The institutional shareholders want to amend the statute to provide that a director is elected by a majority vote unless the bylaws or certificate of incorporation provides otherwise. In computing whether a director receives a majority vote, shares present at a meeting either in person or by proxy, but not voted, so-called "withheld votes," would count as negative votes or votes against the re-election of the director. The Council studied that issue and with the Section came to the conclusion that benefits and detriments to majority voting are so close a call that it would be unwise for Delaware to mandate majority voting for all corporations.
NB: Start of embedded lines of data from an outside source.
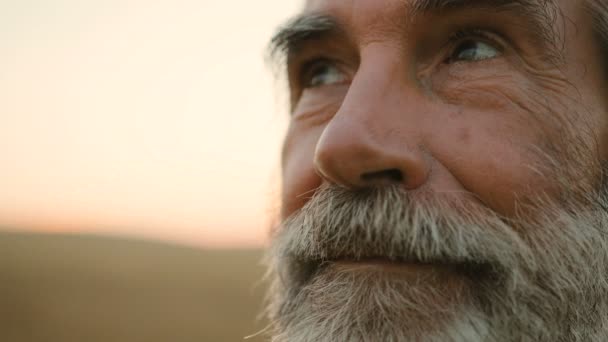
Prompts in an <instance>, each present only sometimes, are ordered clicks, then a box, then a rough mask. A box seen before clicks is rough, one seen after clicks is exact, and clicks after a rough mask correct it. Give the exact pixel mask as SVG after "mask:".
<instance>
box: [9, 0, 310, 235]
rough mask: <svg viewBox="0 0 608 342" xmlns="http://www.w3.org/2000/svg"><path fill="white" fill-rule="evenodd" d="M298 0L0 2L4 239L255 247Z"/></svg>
mask: <svg viewBox="0 0 608 342" xmlns="http://www.w3.org/2000/svg"><path fill="white" fill-rule="evenodd" d="M300 6H301V1H299V0H255V1H252V0H225V1H218V0H214V1H212V0H3V1H0V165H1V166H0V189H1V190H0V226H1V227H2V228H6V229H11V230H42V231H51V232H87V233H89V232H90V233H95V234H111V235H125V236H134V237H143V238H152V239H161V240H168V241H176V242H181V243H187V244H192V245H200V246H211V247H227V246H259V245H262V244H263V243H264V241H265V238H266V230H267V228H268V226H269V224H270V220H271V217H272V214H273V213H274V212H276V210H277V207H278V201H277V198H278V191H279V176H280V169H279V151H280V142H281V139H282V135H283V133H284V130H285V127H286V124H287V113H286V109H287V107H286V104H285V103H284V102H285V101H284V100H283V99H282V98H284V97H285V96H281V92H280V88H281V87H280V83H279V82H278V81H277V80H276V79H275V77H274V76H273V74H272V72H271V71H270V69H269V68H268V67H267V66H266V65H265V64H264V48H265V46H266V43H267V41H268V39H269V38H270V36H271V35H272V33H273V32H274V30H275V29H276V27H277V26H278V25H279V24H281V23H282V22H284V21H285V20H286V19H287V18H288V17H290V16H291V15H293V14H295V13H296V12H297V10H298V9H299V7H300Z"/></svg>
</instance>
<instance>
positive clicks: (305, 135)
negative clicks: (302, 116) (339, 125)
mask: <svg viewBox="0 0 608 342" xmlns="http://www.w3.org/2000/svg"><path fill="white" fill-rule="evenodd" d="M321 132H322V128H321V127H316V128H310V129H307V130H299V129H296V128H292V129H290V133H289V134H288V136H287V138H286V140H285V147H284V150H283V166H282V168H283V190H282V205H281V216H282V218H286V217H288V216H289V215H291V214H293V212H294V211H296V210H298V209H300V208H301V207H302V206H303V205H304V204H306V201H307V200H308V199H309V198H310V197H311V196H312V191H314V190H315V189H316V188H318V187H319V186H320V185H321V182H322V180H321V178H320V177H319V176H318V175H317V172H316V170H315V167H314V164H313V160H314V152H315V148H316V145H317V142H318V140H319V136H320V135H321Z"/></svg>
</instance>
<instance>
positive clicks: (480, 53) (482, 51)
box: [449, 39, 502, 62]
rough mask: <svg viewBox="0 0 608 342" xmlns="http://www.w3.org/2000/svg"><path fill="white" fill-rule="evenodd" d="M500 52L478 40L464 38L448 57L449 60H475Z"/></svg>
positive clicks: (490, 45) (494, 56)
mask: <svg viewBox="0 0 608 342" xmlns="http://www.w3.org/2000/svg"><path fill="white" fill-rule="evenodd" d="M501 54H502V53H501V52H500V50H499V49H497V48H495V47H493V46H492V45H490V44H488V43H485V42H483V41H480V40H473V39H471V40H465V41H463V42H462V43H460V44H459V45H458V46H456V49H454V52H453V53H452V55H451V56H450V58H449V61H450V62H459V61H464V62H477V61H482V60H486V59H491V58H496V57H499V56H500V55H501Z"/></svg>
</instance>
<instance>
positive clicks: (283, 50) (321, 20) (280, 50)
mask: <svg viewBox="0 0 608 342" xmlns="http://www.w3.org/2000/svg"><path fill="white" fill-rule="evenodd" d="M336 31H341V25H340V24H339V23H338V22H337V20H336V19H335V18H334V17H332V16H329V15H322V14H303V15H300V16H297V17H295V18H293V19H291V20H289V21H288V22H287V23H286V24H284V25H283V26H281V27H280V28H279V30H278V31H277V33H276V34H275V35H274V36H273V37H272V39H271V40H270V44H269V48H268V50H269V53H268V54H269V56H270V57H271V58H272V59H273V60H277V59H279V57H285V56H288V55H290V54H292V53H295V52H296V51H297V50H298V48H299V47H300V46H301V45H302V44H303V43H304V42H306V41H309V40H312V39H318V38H321V37H323V36H327V35H329V34H330V33H331V32H336Z"/></svg>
But we did conclude that we ought to amend the statute in ways to facilitate shareholders' ability to adopt majority voting if that is the shareholders' choice. We have two proposals that are still in the process of deliberation by the Bar Association, but if approved, will be introduced in the General Assembly in early May of this year. They are designed to facilitate the ability of stockholders to effectuate majority voting. One would provide that a bylaw provision adopted by stockholders which mandates majority voting could not be changed by the board of directors. The importance of that is that bylaws can be adopted by stockholders without any board action. The other proposal concerns the fact that a number of corporations have instituted or are considering bylaws that would provide that directors resign if they do not receive a specified vote. We are proposing that the statute be amended to allow directors to submit resignations that are effective at some future time or conditioned on a future event, such as failure to receive a specified vote. We are also amending the statute so that resignations that are submitted that are to be conditioned upon the failure of the director to receive the specified vote can be made irrevocable. This is so that if a director submits such a resignation, he can't withdraw it or renege. This facilitates a mechanism by which majority voting can be implemented.
Editor: Why have institutional shareholders taken the position in favor of majority voting?
McBride: From the point of view of stockholders running proxy contests the plurality vote mechanism is actually the preferable form for the simple reason that it provides for a lower vote to replace an incumbent director with a new director. But the reason that a number of institutional stockholders are in favor of majority voting is because they have in effect given up on proxy contests because they are deemed to be too expensive, owing in part to compliance with SEC disclosure obligations. But I think that stockholder advocates might be premature in giving up on proxy contests since the SEC is considering a proposed rule right now that may make proxy contests much easier and less expensive by virtue of allowing proxy solicitations to be provided through a Web site. If proxy contests were to become less costly, then plurality voting should be the structure favored by shareholder activists.